COVID-19 cases rise again
On the day New York Mayor Bill DeBlasio called for a national draft of retired doctors and medical workers to be rushed to New York City, Louisiana COVID-19 cases broke above 10,000 to 10,297 cases. That's up by 1,147 new cases but that number represents half the increase seen Thursday which set a record 2,726 new cases. Governor John Bel Edwards said in his Friday press conference that's due in large part because Louisiana now ranks second in the nation for testing per capita. But more concerning, he says, is that Louisiana suffered 60 additional deaths in one day, bringing the total to 370 in 3 weeks.
"What we're seeing is looking like what we're going to see as the daily normal going forward," said Governor John Bel Edwards in his Friday press conference, "though the 13 percent increase is more in line than the 42 percent increase we saw Thursday. We are engaged in a marathon, not a sprint. I urge Louisianans to take the stay-at-home mandate seriously. We and we alone will determine just how bad the Coronavirus gets. Your neighbor's life depends on it and, quite frankly, so might your own.
"And I suspect we will continue to have a higher death rate per capita than the rest of the nation because we have underlying problems in a higher proportion of our population, mostly diabetes, obesity, kidney and heart disease."

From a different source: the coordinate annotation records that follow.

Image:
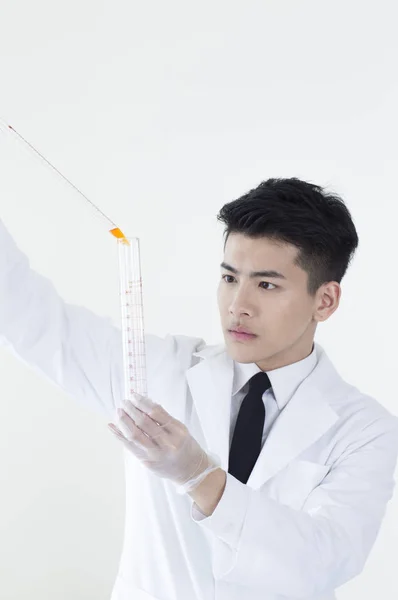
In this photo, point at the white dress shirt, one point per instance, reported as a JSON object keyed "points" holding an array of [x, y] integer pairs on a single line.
{"points": [[284, 382]]}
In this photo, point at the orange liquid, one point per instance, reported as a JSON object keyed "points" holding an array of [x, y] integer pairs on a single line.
{"points": [[117, 233]]}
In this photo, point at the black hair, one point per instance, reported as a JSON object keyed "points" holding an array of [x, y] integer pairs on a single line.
{"points": [[299, 213]]}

Edwards expects a surge of COVID-19 patients next week that may overwhelm hospitals and, through the State Board of Medical Examiners, is asking retired physicians and medical staff who still have certifications to consider reentering healthcare. New York Mayor DeBlasio wants the federal government to institute an outright draft of retired doctors, surgeons, and nurses back into service to head off what he terms a juggernaut health crisis in his city. "We need 45,000 more medical personnel," said DeBlasio Friday and wants them pulled from all over the country.
"As much as I love New York," Governor Edwards replied, "I am not interested in having our medical professionals drafted and sent to New York because we know we have real problems here in Louisiana in the not-too-distant future with respect to our capacity to deliver healthcare. That's our problem in the [2,000-bed] standup hospital we're building in the Morial Convention Center in New Orleans. You still have to staff it."

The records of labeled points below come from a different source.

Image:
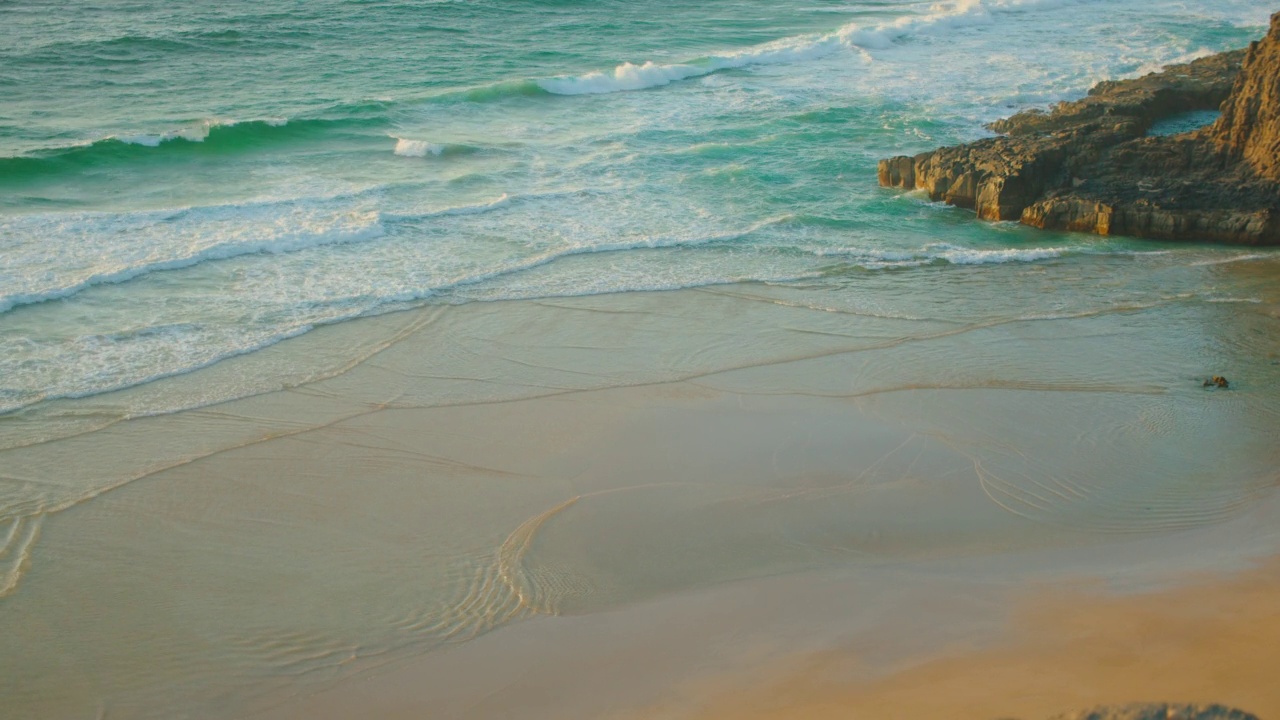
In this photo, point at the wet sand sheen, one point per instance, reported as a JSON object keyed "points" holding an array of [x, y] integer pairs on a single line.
{"points": [[749, 460]]}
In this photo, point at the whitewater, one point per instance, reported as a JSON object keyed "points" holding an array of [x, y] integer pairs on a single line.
{"points": [[181, 186]]}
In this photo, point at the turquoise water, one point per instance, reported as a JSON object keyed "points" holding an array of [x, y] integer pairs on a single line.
{"points": [[181, 183]]}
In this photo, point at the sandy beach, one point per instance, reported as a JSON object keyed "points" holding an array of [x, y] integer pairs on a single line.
{"points": [[661, 505]]}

Retired Chief Medical Officer of Baton Rouge's Our Lady of the Lake Medical Center, Dr. Ron Radzikowski, 80-years-old, says drafting retired physicians will be difficult for several reasons. "I'm not afraid of dying and would love to jump in on Coronavirus," he says, "but my certification lapsed years ago and I wouldn't begin to know current procedures, medicines or dosages. Our creed is 'to do no harm' and I'm afraid I might harm someone in the rush of this crisis." Radzikowski practiced medicine from 1975 to 1995 before advancing to the administration of OLOL. He retired in 2008. "I guess I could re-learn but you don't want somebody training-on-the-job on you if you're sick."
Projections from the Louisiana Department of Health expect hospitalizations just in New Orleans will not peak until early May, a time when 2,500 new COVID patients per day will inundate healthcare facilities. The state is already running low on ventilators, "and without ventilators, some patients will die," Edwards said.